I believe that a good character is what makes a good book.
I believe that a good character is even more crucial than a good storyline. Because no matter where the story goes, if your reader loves the character, he will want to follow it.
Creating characters is one of the most fun parts of writing. I mean, do any of you writers NOT love searching Pinterest for pictures of your character and dialogue prompts that are 'so them?'
That's what I thought.
But creating characters is also very important! A crummy character can instantly set you up for failure and turn your reader away.
So, question... what makes a good character? A GREAT character?
First, let me tell you about my favorite fictional character in the history of ever.
August Pullman (Wonder by R.J. Palacio)
In case you have never read it, Wonder tells the story of Auggie: a little boy with a face deformity. He's been through a lot, both physically and emotionally. He's different, but he's so much like every other fifth-grade boy at the same time. August has had people scream and run away from him at the sight of his face, and he's endured more surgeries than most of us probably have. But still, he's a little boy who loves Star Wars, his dog, his family, and best friends. He's a great student, he's sarcastic, and there are people he doesn't like too much.
Auggie is a relatable character--even if you do have a normal face.
HINT: the key to a good character is a relatable one.
Your characters, no matter who they are or what they're like, NEED to be relatable. This goes for both their personality, and their feelings.

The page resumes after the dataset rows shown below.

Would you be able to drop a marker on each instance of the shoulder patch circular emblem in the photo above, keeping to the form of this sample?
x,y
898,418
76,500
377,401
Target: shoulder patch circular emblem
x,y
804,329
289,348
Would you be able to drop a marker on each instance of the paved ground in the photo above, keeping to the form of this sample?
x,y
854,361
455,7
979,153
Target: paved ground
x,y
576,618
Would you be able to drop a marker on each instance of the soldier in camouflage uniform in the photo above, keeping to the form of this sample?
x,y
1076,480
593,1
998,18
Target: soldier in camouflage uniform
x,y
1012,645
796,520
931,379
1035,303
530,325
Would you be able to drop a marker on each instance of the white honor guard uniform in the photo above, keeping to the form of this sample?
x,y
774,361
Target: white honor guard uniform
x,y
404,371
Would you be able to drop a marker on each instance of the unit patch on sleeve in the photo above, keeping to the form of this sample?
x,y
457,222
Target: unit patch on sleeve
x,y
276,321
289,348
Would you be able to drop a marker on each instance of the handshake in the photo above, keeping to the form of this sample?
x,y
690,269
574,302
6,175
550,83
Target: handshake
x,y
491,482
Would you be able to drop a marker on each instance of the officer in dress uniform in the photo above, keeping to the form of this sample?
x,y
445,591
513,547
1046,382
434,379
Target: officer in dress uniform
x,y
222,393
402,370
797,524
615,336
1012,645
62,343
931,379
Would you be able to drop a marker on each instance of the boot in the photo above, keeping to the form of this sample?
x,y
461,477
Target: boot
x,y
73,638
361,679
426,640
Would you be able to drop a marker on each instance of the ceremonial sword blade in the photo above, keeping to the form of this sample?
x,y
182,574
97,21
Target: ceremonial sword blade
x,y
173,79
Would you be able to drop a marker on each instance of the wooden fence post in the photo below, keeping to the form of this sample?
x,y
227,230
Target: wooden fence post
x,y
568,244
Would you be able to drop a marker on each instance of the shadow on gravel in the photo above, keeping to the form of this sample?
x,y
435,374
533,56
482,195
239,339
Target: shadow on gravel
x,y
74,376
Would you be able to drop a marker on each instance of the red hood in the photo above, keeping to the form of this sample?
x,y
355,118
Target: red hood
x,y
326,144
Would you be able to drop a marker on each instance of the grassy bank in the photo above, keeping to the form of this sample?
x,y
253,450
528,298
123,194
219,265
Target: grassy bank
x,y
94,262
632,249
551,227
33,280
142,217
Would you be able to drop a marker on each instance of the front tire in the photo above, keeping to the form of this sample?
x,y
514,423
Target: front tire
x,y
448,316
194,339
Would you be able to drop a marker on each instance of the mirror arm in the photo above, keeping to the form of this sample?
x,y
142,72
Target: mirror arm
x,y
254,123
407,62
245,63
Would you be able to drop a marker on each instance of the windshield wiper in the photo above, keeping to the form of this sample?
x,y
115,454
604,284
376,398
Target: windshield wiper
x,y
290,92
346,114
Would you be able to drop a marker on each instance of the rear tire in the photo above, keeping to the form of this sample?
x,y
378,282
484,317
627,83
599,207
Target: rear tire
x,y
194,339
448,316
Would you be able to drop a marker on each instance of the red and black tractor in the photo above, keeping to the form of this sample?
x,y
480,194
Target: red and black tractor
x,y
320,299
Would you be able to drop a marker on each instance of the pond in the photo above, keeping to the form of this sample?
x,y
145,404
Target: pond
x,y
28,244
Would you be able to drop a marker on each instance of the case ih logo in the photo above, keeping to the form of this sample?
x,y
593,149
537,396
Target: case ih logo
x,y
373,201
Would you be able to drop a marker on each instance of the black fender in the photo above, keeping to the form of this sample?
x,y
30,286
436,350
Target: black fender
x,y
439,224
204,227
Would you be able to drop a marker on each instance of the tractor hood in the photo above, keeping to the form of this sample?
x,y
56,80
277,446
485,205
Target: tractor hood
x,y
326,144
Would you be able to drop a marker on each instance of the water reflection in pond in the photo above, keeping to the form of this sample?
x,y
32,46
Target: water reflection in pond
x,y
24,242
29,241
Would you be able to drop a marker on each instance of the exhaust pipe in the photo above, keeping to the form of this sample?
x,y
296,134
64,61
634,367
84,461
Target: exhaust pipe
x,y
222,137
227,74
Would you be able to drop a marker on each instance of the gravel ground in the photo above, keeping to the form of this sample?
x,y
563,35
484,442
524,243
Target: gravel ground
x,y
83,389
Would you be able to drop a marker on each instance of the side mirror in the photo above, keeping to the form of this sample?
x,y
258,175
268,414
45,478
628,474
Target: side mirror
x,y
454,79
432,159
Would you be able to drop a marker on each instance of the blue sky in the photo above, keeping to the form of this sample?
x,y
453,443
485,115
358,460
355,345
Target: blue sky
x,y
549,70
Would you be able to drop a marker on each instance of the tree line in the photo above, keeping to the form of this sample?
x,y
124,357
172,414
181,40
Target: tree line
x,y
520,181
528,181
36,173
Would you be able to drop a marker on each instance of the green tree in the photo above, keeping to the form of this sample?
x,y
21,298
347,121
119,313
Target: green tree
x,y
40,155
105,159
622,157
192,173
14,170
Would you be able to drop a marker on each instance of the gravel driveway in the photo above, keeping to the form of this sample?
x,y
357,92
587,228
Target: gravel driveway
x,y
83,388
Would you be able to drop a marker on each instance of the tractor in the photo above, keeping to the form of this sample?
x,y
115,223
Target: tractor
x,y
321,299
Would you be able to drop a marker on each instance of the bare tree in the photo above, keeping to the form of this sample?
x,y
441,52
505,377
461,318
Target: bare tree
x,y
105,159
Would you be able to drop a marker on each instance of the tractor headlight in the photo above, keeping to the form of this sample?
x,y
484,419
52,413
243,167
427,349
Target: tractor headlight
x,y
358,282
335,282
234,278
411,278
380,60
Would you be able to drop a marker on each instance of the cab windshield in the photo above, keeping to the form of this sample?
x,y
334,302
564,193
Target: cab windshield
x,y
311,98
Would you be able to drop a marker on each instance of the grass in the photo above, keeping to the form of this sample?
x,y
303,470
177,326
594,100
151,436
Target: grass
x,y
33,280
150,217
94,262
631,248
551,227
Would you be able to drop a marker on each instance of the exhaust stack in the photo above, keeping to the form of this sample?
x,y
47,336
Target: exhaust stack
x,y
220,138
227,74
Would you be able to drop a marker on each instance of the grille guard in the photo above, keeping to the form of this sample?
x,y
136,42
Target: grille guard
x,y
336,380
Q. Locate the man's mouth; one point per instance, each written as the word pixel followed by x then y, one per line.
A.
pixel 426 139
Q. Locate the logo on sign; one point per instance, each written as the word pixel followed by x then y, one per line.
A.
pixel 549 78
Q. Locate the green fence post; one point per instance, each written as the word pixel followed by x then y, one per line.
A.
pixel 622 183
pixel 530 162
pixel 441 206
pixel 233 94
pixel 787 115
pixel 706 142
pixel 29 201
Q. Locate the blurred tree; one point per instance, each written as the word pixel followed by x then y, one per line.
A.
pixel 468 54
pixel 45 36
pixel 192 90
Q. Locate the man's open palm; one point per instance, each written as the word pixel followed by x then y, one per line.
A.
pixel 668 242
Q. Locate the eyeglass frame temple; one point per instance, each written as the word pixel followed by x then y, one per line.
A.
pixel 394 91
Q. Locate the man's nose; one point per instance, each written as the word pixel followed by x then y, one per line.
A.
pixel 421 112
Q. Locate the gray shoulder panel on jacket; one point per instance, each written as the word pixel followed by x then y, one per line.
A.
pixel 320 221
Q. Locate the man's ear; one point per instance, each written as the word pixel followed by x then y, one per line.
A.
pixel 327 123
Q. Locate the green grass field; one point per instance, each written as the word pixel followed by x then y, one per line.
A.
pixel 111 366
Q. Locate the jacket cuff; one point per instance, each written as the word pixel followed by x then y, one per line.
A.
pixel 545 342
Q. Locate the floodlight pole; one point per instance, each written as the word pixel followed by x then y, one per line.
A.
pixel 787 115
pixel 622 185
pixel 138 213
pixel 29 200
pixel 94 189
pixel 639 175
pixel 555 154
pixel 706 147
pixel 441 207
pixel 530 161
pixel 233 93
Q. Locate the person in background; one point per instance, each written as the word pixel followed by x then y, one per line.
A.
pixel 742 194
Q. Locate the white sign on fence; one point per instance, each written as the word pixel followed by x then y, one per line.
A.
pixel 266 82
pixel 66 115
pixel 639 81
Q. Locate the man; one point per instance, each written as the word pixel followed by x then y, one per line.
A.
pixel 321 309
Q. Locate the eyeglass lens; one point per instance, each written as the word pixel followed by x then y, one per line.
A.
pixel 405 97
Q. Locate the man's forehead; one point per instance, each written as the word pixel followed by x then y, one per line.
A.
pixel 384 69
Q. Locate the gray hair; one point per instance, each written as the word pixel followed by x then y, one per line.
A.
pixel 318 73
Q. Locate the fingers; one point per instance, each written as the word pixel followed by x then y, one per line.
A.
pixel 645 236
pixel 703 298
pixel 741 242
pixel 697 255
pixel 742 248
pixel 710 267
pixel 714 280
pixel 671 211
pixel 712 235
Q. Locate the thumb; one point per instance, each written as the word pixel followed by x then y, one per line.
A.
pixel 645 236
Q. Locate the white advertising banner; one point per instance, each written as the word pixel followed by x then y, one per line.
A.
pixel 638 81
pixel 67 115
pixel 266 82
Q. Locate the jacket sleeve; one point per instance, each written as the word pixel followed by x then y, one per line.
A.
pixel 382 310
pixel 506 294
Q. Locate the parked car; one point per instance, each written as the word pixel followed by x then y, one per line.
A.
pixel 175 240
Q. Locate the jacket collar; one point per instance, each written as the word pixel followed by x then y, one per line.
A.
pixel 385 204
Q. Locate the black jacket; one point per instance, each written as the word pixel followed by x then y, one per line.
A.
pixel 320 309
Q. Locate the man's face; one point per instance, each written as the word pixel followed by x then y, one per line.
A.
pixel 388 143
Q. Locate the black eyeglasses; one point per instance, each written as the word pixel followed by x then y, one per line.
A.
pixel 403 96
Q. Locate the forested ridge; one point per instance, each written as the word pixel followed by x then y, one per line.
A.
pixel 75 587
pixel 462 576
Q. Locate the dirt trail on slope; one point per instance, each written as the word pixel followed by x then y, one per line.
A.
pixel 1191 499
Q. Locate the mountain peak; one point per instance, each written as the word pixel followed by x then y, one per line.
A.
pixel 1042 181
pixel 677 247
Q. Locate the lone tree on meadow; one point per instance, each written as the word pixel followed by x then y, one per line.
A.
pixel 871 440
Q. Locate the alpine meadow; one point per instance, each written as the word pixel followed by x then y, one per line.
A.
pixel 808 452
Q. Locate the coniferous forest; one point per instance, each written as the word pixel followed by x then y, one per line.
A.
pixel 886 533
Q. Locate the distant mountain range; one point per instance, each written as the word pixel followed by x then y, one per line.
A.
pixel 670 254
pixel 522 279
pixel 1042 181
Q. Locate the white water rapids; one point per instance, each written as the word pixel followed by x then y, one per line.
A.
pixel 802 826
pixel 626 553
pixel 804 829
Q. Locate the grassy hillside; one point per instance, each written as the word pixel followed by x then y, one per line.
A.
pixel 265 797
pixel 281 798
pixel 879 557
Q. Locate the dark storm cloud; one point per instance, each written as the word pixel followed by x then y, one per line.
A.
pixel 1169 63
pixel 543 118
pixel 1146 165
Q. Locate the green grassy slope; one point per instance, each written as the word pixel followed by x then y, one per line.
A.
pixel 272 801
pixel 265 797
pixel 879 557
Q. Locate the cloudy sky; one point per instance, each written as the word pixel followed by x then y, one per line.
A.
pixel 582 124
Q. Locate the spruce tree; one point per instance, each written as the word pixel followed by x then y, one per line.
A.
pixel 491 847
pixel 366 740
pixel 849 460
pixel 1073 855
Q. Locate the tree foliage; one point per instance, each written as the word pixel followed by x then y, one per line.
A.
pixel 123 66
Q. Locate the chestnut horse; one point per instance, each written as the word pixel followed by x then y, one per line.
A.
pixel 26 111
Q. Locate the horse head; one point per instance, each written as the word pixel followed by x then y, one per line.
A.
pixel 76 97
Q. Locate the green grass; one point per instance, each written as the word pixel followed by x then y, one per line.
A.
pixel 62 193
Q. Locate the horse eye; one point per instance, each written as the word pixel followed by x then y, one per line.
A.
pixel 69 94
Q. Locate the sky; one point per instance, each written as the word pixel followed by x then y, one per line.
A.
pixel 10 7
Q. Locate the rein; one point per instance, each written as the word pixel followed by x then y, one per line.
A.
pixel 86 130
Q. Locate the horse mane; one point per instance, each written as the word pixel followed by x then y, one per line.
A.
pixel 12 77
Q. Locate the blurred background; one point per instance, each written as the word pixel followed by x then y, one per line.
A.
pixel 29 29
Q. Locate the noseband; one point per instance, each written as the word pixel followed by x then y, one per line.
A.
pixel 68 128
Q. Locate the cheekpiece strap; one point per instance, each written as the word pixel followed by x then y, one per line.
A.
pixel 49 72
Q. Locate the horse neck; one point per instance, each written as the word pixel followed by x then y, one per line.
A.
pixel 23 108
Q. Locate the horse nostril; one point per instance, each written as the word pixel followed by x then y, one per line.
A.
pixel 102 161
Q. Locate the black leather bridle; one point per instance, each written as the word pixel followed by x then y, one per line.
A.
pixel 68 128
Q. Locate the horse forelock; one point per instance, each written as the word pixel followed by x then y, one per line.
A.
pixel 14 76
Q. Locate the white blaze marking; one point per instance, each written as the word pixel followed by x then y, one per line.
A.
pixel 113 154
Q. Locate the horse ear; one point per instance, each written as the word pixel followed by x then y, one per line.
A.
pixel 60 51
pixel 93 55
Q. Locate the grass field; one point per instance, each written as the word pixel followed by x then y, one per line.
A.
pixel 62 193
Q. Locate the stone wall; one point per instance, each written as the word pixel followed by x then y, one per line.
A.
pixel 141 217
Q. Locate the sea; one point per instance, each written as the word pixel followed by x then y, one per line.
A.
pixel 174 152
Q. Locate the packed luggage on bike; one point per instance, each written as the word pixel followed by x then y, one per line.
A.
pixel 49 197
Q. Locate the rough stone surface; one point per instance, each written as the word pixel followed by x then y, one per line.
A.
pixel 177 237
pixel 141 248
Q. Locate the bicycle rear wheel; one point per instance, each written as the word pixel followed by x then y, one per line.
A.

They need to have attributes, quirks, flaws, pros & cons, that we can all relate to. Maybe I'm not the most popular girl at my school, and I don't know everybody, and I'm not chatty like that character is, but I do relate to the reason she's that way: she enjoys being liked by other people. Make sure you show me that when I'm reading about her.
And as far as emotion/feelings go, sometimes, you have an average, everyday sort of hero. Give him feelings we can relate to. Maybe I haven't lost my mom to cancer like he has, but I've felt pain, and make sure I can remember that pain when I read about his.
And sometimes, we have an original character like Auggie. My face isn't deformed, but I've been embarrassed before, and Palacio really made me remember that feeling when Auggie was made fun of.
You see, each obstacle you place before your character receives a reaction from them. It brings out, alters, and changes their emotions and their character. Make sure that your reader, no matter who they may be, can understand and feel their reaction. This is what makes realistic characters, and it that's what makes them likable.
One more thing... Every character has to be original.
I don't mean that they have to have a disability or a sickness. I don't mean they have to be totally out of this world. However, there is something that makes all of us different. We all have something that makes us us, and your character needs to have it to.
Maybe it's something big that makes him original: he's in a wheelchair. Or maybe it's as simple as the fact that she loves to play video games. Give him/her something that makes them who they are. Maybe it's a good thing, or maybe it's not.
The best thing you can do to help you create great characters, is to read, and think through your own favorites. What do they have in common? And what do they not?